Glycemic Targets in the Noncritical Care Setting.

Table 2.

Example of a Basal Bolus Insulin Regimen for the Management of Noncritically Ill Patients with T2DM.

Other topics included pharmacological treatment of hyperglycemia in the non-intensive care unit setting (eg, avoidance of prolonged use of sliding scale insulin therapy as the sole method for glycemic control in hyperglycemic patients with a history of diabetes during hospitalization) [Umpierrez GE et al. J Clin Endocrinol Metab 2012]; insulin therapy in patients with type 2 diabetes [Umpierrez GE et al. Diabetes Care 2007]; and transition from hospital to home (Figure 2).

Figure 2.

Discharge Insulin Algorithm.

Reproduced with permission from G Umpierrez, MD.

Special situations include the switch from intravenous continuous insulin infusion to subcutaneous insulin therapy and patients who receive enteral or parenteral nutrition or glucocorticoid therapy. He noted that hyperglycemia during total parenteral nutrition is associated with a greater risk of hospital mortality [Pasquel FJ et al. Diabetes Care 2010].

Dr. Umpierrez stressed that MNT is an essential component of the glycemic management program for all hospitalized patients with diabetes and hyperglycemia and that providing meals with a consistent amount of carbohydrates can be useful in coordinating doses of rapid-acting insulin to carbohydrate ingestion. He also reviewed the risks of hypoglycemia in the hospital setting.

According to the guidelines, an in-hospital glycemic control program should include: administrative support for an interdisciplinary steering committee using a systems approach to improve care of inpatients with hyperglycemia and diabetes; a uniform method of collecting and evaluating point-of-care testing and insulin use data as a way of monitoring the safety and efficacy of the glycemic control program; and the provision of accurate devices for glucose measurement at the bedside with ongoing staff competency assessments.

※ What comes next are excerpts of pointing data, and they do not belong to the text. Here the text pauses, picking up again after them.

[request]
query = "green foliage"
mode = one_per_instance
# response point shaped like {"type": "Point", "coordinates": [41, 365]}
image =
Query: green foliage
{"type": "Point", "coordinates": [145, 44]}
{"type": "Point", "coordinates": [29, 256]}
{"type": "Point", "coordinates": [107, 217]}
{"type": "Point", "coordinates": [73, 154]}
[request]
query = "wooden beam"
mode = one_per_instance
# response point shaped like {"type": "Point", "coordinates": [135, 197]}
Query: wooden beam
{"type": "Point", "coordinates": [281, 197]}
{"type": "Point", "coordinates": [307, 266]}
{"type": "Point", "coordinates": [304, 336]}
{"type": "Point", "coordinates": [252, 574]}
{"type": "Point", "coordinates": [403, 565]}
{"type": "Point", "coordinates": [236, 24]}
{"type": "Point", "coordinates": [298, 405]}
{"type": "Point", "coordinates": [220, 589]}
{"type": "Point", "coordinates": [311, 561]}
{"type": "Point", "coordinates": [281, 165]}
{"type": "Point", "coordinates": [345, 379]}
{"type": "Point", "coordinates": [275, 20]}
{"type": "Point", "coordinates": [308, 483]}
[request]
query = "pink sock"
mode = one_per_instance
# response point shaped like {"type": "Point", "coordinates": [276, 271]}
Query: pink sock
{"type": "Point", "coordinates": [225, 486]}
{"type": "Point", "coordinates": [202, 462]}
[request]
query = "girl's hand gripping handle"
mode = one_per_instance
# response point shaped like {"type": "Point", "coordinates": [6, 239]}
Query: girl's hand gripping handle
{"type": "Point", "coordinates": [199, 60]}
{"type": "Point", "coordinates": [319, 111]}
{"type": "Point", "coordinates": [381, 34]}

Dr. Umpierrez also specified methods and goals for educating patients and professionals. These include diabetes self-management education that focuses on short-term survival goals; identification of community resources to provide continued support to patients; and ongoing staff education to update diabetes knowledge in general and whenever an adverse event that is related to diabetes management occurs.